Suggestion: Adevection case 3 input

[jonny97]

Hi Professor Lu, thanks for the well-written codes. I am reading the advection data generation code, case 3, where the input function is defined to be a square wave plus a continuous bump, the following are your parameter setting:

    c1 = 0.1 * rng.random() + 0.2  # [0.2, 0.3]
    w = 0.1 * rng.random() + 0.1  # [0.1, 0.2]
    h1 = 1.5 * rng.random() + 0.5  # [0.5, 2]
    c2 = 0.1 * rng.random() + 0.7  # [0.7, 0.8]
    a = 5 * rng.random() + 5  # 1 / [0.1, 0.2] = [5, 10]
    h2 = 1.5 * rng.random() + 0.5  # [0.5, 2]
    pde = Advection_v2(0, 1, c1, w, h1, c2, a, h2)

Thus, the c2 + a / h2 could be bigger than 1. In pde.solve code, seems like this case is never handled, and because of the periodic boundary condition assumption, the current implementation may have the following inputs:
Initial condition:

solution at t = 29/40

which means currently, the initial boundary will always be 0, which is not ideal (shall not be a big concern though). I am not sure if this is intended. Please let me know if there are some reasons behind this, thanks!

[lululxvi]

What do you mean the initial boundary will always be 0?

[jonny97]

Sorry for the confusion. The initial condition in advection, case 3, according to the paper is:

$$u_0(x) = h_1 1_{(c_1 - \frac{w}{2}, c_1 + \frac{w}{2})} + \sqrt{\max(h_2^2 - a^2(x-c_2)^2, 0)}$$

with periodic boundary condition. In the code, $$a\in[5,10], h_2 \in [0.5,2], c_2 \in [0.7, 0.8]$$.
For example, if $c_2 = 0.8, a = 5, h_2 = 2$, for the second term to be nonzero, we have $x \in [0.4,1.2]$. The problem occurs at the boundary, $x=1$, $u_0(1)$ will be nonzero in this case but $u_0(0)$ is always zero with the current choice of $c_1, w$.

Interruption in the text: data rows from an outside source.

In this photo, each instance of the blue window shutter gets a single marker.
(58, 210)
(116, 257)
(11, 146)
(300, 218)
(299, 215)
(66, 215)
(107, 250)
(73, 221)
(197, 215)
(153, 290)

In the current implementation, $u_0(1)$ is not computed as we are using the periodic boundary, but this will lead to a jump of discontinuity in the function definition. The plot I attached in this initial post gives such an example. I am not sure if this is intended.

[lululxvi]

Good catch. We don't intend to have the jump, but it is not a problem in practice, because the network can learn the jump.